The ANC has managed to touch the lives of the ordinary that’s why our people came out today in their numbers,” Frank said.
Cummings’ drive from the Far East junction, a community in Gbarnga to the stadium – which normally takes 10 minutes – lasted for more than 45 minutes as people thronged the route seeking a glimpse of the presidential hopeful.
Cummings, who snaked his way through to get to the podium, has said that economic and financial wastage in government have stalled development and progress of the country, maintaining that he will stop these so as to better the economy.
He said his administration would block all financial wastage and plough back proceeds derived from for educational, infrastructural and economic development of the country.

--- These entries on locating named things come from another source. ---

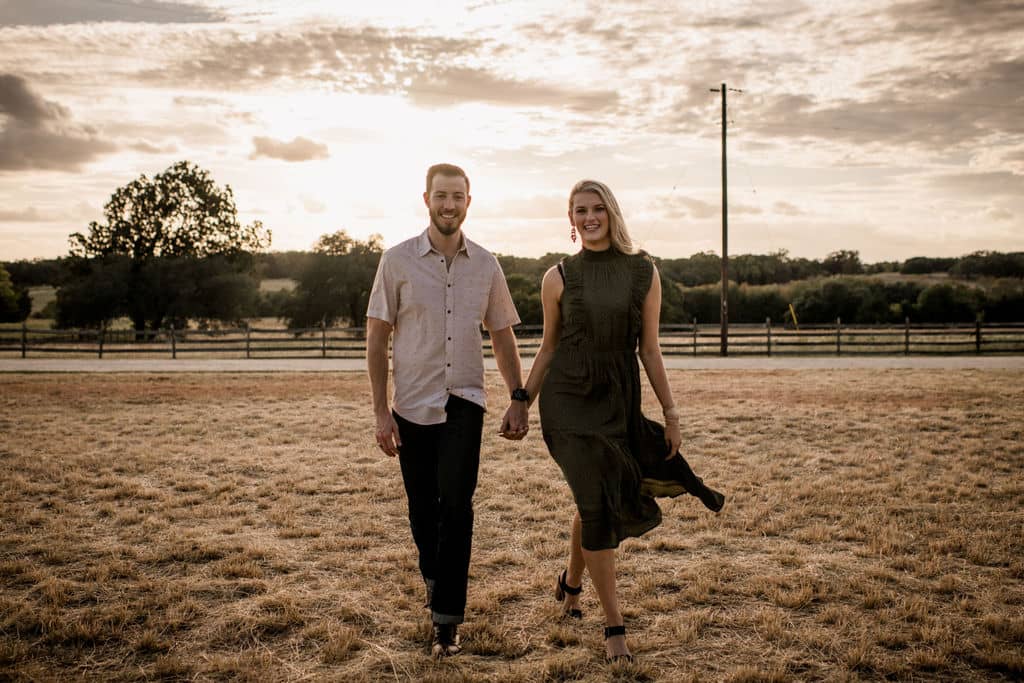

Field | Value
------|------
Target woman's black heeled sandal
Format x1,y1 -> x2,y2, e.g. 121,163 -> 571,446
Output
604,624 -> 634,664
555,569 -> 583,618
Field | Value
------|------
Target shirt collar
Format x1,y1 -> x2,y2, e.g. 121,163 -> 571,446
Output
416,227 -> 476,258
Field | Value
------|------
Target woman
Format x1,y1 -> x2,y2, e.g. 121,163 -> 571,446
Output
525,180 -> 725,660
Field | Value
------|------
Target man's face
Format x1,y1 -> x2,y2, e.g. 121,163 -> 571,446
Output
423,173 -> 470,236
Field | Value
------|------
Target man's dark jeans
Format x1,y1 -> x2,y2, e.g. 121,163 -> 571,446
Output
394,396 -> 483,624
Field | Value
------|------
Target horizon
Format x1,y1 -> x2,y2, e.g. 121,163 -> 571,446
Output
0,0 -> 1024,263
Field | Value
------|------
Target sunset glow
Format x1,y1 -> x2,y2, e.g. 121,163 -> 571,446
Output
0,0 -> 1024,262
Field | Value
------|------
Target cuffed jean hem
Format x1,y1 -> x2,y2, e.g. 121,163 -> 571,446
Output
430,611 -> 466,624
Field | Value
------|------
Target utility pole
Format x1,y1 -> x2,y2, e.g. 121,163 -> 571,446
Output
711,83 -> 742,355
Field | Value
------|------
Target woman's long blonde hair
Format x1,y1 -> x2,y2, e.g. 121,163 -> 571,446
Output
569,180 -> 637,254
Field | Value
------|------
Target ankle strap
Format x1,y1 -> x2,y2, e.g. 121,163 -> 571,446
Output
558,571 -> 583,595
604,624 -> 626,640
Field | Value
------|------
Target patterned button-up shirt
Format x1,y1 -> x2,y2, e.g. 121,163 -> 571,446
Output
367,230 -> 519,425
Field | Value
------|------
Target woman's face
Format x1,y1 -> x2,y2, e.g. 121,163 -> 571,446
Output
569,193 -> 611,251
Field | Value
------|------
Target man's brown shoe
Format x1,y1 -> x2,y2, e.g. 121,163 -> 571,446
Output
430,624 -> 462,657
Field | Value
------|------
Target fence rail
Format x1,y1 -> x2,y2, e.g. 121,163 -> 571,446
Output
0,321 -> 1024,358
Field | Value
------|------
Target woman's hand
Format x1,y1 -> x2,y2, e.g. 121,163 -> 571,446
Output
665,420 -> 683,460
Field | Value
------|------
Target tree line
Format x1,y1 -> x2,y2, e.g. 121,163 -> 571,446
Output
0,162 -> 1024,334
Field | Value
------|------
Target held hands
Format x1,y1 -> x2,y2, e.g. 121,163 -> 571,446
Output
498,400 -> 529,441
665,405 -> 683,460
377,413 -> 401,458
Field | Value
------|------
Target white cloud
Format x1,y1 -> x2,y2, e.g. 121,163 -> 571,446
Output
249,137 -> 331,162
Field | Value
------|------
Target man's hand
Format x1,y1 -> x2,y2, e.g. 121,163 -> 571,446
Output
498,400 -> 529,441
377,413 -> 401,458
665,420 -> 683,460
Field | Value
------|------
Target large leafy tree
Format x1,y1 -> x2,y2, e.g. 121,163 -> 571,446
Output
71,161 -> 270,261
65,161 -> 270,333
288,230 -> 384,329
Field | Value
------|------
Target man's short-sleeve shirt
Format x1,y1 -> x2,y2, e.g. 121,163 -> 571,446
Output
367,230 -> 519,425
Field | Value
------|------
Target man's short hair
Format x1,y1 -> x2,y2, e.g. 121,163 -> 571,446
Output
427,164 -> 469,195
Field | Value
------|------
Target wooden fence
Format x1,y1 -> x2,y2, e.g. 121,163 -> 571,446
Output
0,321 -> 1024,358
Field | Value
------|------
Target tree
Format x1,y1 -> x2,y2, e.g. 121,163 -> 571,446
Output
288,230 -> 384,329
821,249 -> 864,275
71,161 -> 270,261
63,161 -> 270,334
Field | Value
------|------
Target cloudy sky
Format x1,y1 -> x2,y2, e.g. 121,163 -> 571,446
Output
0,0 -> 1024,262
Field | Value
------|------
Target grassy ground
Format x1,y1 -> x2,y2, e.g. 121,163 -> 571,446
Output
0,370 -> 1024,681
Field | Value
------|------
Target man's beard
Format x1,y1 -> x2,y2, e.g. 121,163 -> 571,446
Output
430,210 -> 466,237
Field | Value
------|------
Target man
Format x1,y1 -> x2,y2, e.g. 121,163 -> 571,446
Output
367,164 -> 527,656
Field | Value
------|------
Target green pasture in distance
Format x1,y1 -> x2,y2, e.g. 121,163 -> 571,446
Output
29,285 -> 57,313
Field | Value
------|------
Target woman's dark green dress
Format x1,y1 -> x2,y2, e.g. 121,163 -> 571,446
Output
540,249 -> 725,550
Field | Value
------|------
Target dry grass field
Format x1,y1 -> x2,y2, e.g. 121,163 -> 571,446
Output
0,370 -> 1024,681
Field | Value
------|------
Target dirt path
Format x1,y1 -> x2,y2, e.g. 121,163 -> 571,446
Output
0,355 -> 1024,373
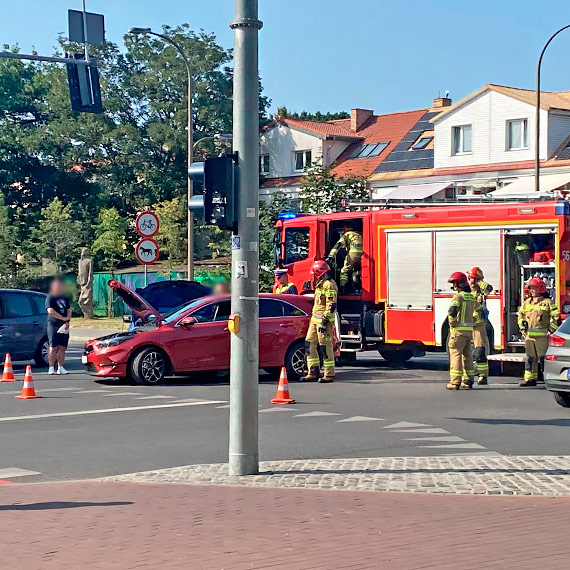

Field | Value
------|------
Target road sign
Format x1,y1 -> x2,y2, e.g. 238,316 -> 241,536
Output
135,238 -> 160,265
136,210 -> 159,237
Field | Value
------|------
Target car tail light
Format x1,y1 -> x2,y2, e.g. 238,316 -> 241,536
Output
548,334 -> 566,346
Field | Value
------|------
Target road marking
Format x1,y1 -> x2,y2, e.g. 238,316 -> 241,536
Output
336,416 -> 384,424
384,422 -> 430,429
0,400 -> 225,422
293,411 -> 341,418
418,443 -> 487,449
392,428 -> 449,433
0,467 -> 41,479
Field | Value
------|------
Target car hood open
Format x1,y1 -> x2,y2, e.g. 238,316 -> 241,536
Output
109,279 -> 164,323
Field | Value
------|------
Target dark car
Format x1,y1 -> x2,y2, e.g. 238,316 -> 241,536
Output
0,289 -> 48,366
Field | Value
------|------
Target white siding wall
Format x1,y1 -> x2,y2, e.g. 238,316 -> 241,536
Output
434,91 -> 548,168
260,125 -> 323,178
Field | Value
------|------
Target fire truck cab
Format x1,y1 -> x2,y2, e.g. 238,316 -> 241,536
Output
275,199 -> 570,362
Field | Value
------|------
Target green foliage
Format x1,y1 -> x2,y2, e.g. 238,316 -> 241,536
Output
91,208 -> 127,271
275,107 -> 350,122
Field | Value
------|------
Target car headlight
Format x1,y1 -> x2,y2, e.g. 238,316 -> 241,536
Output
97,335 -> 134,348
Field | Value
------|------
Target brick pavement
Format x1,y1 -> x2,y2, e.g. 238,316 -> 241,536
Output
0,482 -> 570,570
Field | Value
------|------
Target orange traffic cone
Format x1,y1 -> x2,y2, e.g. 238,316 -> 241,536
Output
16,364 -> 41,400
271,366 -> 295,404
0,352 -> 16,382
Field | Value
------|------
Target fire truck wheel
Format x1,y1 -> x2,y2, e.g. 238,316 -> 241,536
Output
378,350 -> 414,366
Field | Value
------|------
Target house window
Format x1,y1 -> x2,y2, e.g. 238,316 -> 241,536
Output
295,150 -> 312,172
453,125 -> 473,154
507,119 -> 528,150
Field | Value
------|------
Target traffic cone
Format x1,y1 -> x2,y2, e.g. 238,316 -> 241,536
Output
0,352 -> 16,382
271,366 -> 295,404
16,364 -> 41,400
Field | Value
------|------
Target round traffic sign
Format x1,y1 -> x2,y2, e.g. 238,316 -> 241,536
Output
135,238 -> 160,265
136,210 -> 159,237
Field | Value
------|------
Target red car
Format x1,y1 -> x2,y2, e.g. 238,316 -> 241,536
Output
82,280 -> 313,385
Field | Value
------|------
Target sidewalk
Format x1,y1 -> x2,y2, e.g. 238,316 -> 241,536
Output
0,482 -> 570,570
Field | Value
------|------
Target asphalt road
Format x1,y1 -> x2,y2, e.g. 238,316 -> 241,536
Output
0,346 -> 570,482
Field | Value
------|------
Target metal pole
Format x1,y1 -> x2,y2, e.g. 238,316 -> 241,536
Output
229,0 -> 262,475
534,24 -> 570,192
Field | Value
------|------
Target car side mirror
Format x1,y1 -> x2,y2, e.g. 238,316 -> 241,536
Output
180,317 -> 198,327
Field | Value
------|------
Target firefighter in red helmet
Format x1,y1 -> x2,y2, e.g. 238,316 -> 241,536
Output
302,260 -> 338,382
518,277 -> 560,387
447,271 -> 478,390
467,267 -> 493,385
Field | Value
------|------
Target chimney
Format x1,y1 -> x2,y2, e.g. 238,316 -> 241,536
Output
350,109 -> 374,132
432,97 -> 451,109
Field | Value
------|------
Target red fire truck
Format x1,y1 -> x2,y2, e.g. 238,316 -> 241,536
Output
275,199 -> 570,363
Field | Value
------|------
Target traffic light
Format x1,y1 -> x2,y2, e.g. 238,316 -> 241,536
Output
67,53 -> 103,113
188,153 -> 238,233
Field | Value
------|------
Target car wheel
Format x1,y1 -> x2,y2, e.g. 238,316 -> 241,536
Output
34,338 -> 49,367
554,392 -> 570,408
285,341 -> 307,380
131,347 -> 168,386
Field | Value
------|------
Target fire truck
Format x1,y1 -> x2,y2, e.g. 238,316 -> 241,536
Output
275,198 -> 570,363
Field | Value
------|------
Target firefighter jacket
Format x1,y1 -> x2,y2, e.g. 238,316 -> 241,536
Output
313,279 -> 338,323
329,230 -> 362,258
471,281 -> 493,326
275,282 -> 297,295
518,297 -> 560,338
448,291 -> 480,332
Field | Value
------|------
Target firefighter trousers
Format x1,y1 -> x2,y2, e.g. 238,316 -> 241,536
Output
339,251 -> 362,287
305,317 -> 335,378
473,322 -> 489,379
524,333 -> 548,382
449,328 -> 475,386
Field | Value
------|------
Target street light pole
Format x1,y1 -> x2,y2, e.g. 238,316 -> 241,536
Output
129,28 -> 194,281
534,24 -> 570,192
229,0 -> 263,475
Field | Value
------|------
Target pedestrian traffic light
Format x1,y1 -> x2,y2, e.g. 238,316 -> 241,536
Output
67,53 -> 103,113
188,153 -> 238,233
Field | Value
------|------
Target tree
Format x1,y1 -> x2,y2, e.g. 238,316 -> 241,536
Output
91,208 -> 128,271
32,198 -> 82,271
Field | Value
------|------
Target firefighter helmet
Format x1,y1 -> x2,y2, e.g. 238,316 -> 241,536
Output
467,267 -> 483,279
311,259 -> 331,280
526,277 -> 546,293
447,271 -> 467,285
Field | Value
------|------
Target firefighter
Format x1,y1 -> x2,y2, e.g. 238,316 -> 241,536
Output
518,277 -> 560,387
301,260 -> 338,382
447,271 -> 478,390
326,224 -> 362,291
467,267 -> 493,386
273,269 -> 297,295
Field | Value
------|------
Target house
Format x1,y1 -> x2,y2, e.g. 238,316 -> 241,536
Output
370,84 -> 570,199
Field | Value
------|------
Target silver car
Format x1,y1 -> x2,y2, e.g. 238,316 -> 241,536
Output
544,318 -> 570,408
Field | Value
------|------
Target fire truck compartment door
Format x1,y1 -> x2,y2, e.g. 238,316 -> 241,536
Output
435,229 -> 502,292
386,232 -> 433,311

The ANC presidential candidate, who said his government would frontally address corruption, added that he had identified agriculture as avenue to provide employment opportunities for Liberia youths.
“About 60 per cent of Liberia youths are unemployed whether they have finished school or not.
The only way to ameliorate this unemployment is to go back to farming where we can absorb a lot of able-bodied youths, while in-depth study and plans are being made for the economy, to build infrastructure especially roads .
“And with whatever we realize from savings from wealth, we make sure schools are built, equipment provided and qualified teachers provided,” he said.
Commenting on the current status of the Bong County, Cummings said if elected he would, in his first 100 days, open the college so as to afford education for the young people of Bong County.
“The reason why the Bong County Technical College continues to receive setback in its ongoing construction is because of bad leadership.
If your leaders were sincere to you people the college would have been almost completed or even completed. My understanding is $6 million has been spent and the college is still stalled.
But you can rest assure when I am elected president, I will reopen the college in the first hundred days of my administration as president,” he said.
Speaking earlier, Cummings’ running mate, Jeremiah Sulunteh, a native of Suakoko District in Bong County, lauded the people of Bong County for turning out en masse to welcome him and his standard bearer.
“I want to thank the people of Bong County for demonstrating your love for me again.
I am not surprise by this turnout. You did it for me in 2005 when I contested as vice running mate to Winston Tubman and we won Bong County with 42.2 per cent of the votes.
By this turnout and the level of endorsements I have received in recent days, I am confident that you can do even more than that,” he said.
Sulunteh urged his kinsmen to rally behind the Cummings-Sulunteh ticket for the betterment of the country.
“This ticket is the ticket that you can trust. If you sincerely trust and love me as your son, vote Cumming and Sulunteh as president and Vice President.”
Sulunteh became a household name in Liberian politics during the 2005 presidential elections when he helped Counselor Winston Tubman win 42. 2 percent of the votes in Bong County, the largest percentage of votes in the county.
Sulunteh was Tubman’s running mate under the National Democratic Party of Liberia (NDPL). In the second round of the presidential election, Sulunteh supported President Ellen Johnson Sirleaf, a move that helped the Unity Party win Bong County.
Though Tubman didn’t win the presidency, but his success in Bong left many wondering how Sulunteh, who was then vice president of Planning and Development at Cuttington University, could win a county that was a stronghold for the National Patriotic Party (NPP) of former President Charles Taylor.